Knowledge and confidence will work synergistically for your chess game. Acquire a little more of each and I think you'll quickly see positive results.
Wow, Pyth. Well said. Thanks. I think i've reached the point where looking at Silman's book won't be over my head. It certainly was a positional problem, and my positional understanding is lacking. Thanks again.
Gimly: In the final position, I think you were out of winning chances. You have two pawns and two knights against a rook and three pawns, one of which was going to fall. As Gambitking said earlier, two knights cannot mate by themselves, and that looked like where the position was going. Best case scenario, you are able to trade one of your pawns for the opposing rook, and then are able to take out all three of your opponent's pawns, with a draw. Worst case scenario: one of those three pawns falls.
Perhaps resignation was a bit premature, but by this point, your opponent was the only one who had any winning chances.

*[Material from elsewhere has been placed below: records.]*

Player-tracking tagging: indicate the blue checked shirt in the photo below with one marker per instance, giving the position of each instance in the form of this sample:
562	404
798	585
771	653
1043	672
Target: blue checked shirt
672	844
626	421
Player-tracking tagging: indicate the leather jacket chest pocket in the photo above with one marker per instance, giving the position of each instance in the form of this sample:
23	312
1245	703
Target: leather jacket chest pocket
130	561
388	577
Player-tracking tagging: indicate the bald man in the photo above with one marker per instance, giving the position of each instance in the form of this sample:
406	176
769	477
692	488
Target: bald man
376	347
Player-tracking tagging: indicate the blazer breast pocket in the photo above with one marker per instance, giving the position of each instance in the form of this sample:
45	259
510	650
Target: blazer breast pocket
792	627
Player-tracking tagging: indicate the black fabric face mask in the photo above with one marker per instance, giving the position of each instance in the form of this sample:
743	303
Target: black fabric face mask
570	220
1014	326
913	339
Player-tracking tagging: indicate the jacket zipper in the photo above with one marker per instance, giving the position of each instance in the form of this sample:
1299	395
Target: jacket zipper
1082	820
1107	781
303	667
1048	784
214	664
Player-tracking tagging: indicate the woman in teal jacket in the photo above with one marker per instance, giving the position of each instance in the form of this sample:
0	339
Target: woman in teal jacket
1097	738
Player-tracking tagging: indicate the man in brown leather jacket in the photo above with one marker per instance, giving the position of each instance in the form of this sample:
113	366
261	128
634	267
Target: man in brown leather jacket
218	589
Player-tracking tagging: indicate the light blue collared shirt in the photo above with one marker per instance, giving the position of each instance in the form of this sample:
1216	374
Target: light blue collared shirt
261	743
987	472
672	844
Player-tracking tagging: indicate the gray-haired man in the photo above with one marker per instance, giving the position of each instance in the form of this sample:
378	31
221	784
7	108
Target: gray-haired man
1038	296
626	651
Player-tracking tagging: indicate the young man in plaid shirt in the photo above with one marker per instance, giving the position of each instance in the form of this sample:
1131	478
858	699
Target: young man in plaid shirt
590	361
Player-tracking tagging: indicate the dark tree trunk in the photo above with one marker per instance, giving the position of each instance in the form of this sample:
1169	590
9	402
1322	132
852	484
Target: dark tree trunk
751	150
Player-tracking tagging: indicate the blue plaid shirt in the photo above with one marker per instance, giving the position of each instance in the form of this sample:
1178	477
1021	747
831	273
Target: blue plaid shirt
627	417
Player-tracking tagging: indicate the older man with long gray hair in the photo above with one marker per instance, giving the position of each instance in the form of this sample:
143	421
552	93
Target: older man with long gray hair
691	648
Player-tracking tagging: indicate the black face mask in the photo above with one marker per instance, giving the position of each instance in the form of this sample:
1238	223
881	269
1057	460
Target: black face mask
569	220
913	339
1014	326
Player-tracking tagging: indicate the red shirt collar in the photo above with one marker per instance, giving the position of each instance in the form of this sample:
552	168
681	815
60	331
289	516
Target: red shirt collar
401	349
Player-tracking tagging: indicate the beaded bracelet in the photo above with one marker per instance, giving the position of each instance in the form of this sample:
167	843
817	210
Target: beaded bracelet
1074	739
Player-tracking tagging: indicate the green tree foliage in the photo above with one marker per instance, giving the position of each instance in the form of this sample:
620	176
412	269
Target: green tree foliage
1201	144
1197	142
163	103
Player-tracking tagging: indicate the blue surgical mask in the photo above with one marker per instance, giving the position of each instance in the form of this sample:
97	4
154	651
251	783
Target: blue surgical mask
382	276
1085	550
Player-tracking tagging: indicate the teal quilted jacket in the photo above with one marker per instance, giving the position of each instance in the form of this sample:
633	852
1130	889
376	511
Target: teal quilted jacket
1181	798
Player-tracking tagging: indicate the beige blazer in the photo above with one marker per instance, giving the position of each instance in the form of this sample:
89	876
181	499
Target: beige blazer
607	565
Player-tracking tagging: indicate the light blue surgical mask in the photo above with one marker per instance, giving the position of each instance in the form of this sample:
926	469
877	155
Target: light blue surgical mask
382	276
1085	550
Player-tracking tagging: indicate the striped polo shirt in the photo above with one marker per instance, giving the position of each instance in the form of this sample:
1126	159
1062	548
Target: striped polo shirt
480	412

I agree Knight. I plugged the game into Fritz and it said it was a draw. I think i resigned because i was lost and didnt think i could hold the position, and i thought i was losing, which i wasnt. Anyway. Learning experiences and what not
If there are pawns, I believe the two knights would have the advantage, generally speaking.
I'm sure it won't be over your head. Positional chess ideas and middlegame strategies are all perfectly comprehensible. Excitingly easy to comprehend actually... then, in practical terms... If your experience is anything like mine, you'll find that applying positional strategy with postive results is a good bit less clear and more subtle than in the textbook examples (tactics can spoil the nicest strategies) and involves quite a bit of trial and error... middlegame understanding is a work-in-progress! But I've found developing my positional understanding a satisfying and difficult project. I've learned to be content with progress -- even if the increments are small. My learning technique has been to study a single volume diligently (working page by page thru all examples carefully etc.) while at the same time grazing indiscriminately and sloppily in all other chess books I encounter. Encountering similar ideas in slightly different presentations and ways aids comprehension IMO. Good luck have fun!
My own struggle with Rook versus Two Knights. I had no idea what I was doing. :)
I recently reached a position against my computer in which I had 2 knights vs a very active rook. Even 2 pawns up I could not hold on and it ended in a draw. What is the current theory in a double knight vs rook ending?
don't resign. resign only if he promotes, or you lose a knight and a pawn, or so. my .02$
thanks for posting the game gregdek. On an unrelated note i think you're winning on 21.Be5 because if you swap rooks he has a piece hanging. Rxd1 rxd1 nxe5, but as usual, we don't learn these things untill after the fact. I ran my game through fritz (long ago now) and basically the knights (if i remember this right) took off the pawns and rook and the game drew. Not sure if that helps, as i ( like you) had no idea what to do.
Not sure how to post an FEN string, but I had a game and here is the link. He blundered with his rook, but I played the game out myself I still ended up winning.
It really depends on if you can position your knights in the places before files start opening up.
Once those files start opening up and the rook is rampaging, You may or may not be at a disadvantage.
Now that I think about it I actually put this in a search engine "are two knights better then a rook" I was trying to figure out if I should save the rook or trade it off. I really did not want those rooks to pair up on the same file.
I had two knights vs. one rook. I was able to promote a pawn.